Faith without works is dead. That’s what the BB tells us and it’s true, as far as I’m concerned. Without action this program stops within us. It’s kind of like a lake, which has been dammed up. The water becomes stagnant and covered with algae and slime.
The BB tells us that in order to keep what we have received from this program that we have to give it away. We can’t be like that lake all dammed up. What we are given must flow through us to another alcoholic in need of the message that there is a solution.
I often think about this in the morning, when I say the Third Step prayer. To be open to others and to be an example of what this program has offered me. If I want to stay sober, and that’s much more than not drinking, I have to be willing to at least try to carry the message to the sick and suffering alcoholic. Not just the new man or woman coming in, but sometimes those old timers, who seemed to have lost their way. Usually from pride and self centered thinking, which blocks them from finding the solution.
Of course, I think about the solution I have found at the same time. The solution, which is spiritual. Founded on faith in a higher power; the group and the God of my understanding. Seeking a conscious contact with God and trying to do what I believe is His will for me. Often fumbling and bumbling in the process and achieving less than I could.

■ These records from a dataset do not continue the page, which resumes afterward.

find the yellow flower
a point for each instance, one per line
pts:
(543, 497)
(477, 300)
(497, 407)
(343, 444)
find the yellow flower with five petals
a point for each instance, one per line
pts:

In other words failing and falling flat on my face in attempting to do so.
However that’s why I need others around me. To help pick me up and get me on the way again. How often in the past I have stumbled and some old timer or my sponsor would dust me off and send me back to try again. Hopefully I’ve learned not to get discouraged by my defects of fear, anger, selfishness, and pride.
I’ve learned that sobriety is a process and not an event. I may not be drinking, but like I said, sobriety is not only physical, it’s mental, emotional, and spiritual. It’s progress and not perfection.
Everyday I have a chance to do better than before. The question is, am I willing? And when I find I’m not, there’s always the moment, when I can ask for the willingness to be willing. When I do, the moment comes when willingness returns. All I have to do is to stop and ask for help.
Anyway, I was glancing through the BB this evening, when I once again had that statement, faith without works is dead, hit me right between the eyes. In order to stay sober, I have to listen and follow the directions I received in order to achieve the solution. That through faith in a higher power, I could be restored to sanity. Everything I have followed from there. And each day I am sober is just another opportunity to take action. Keeping my sobriety by giving it away.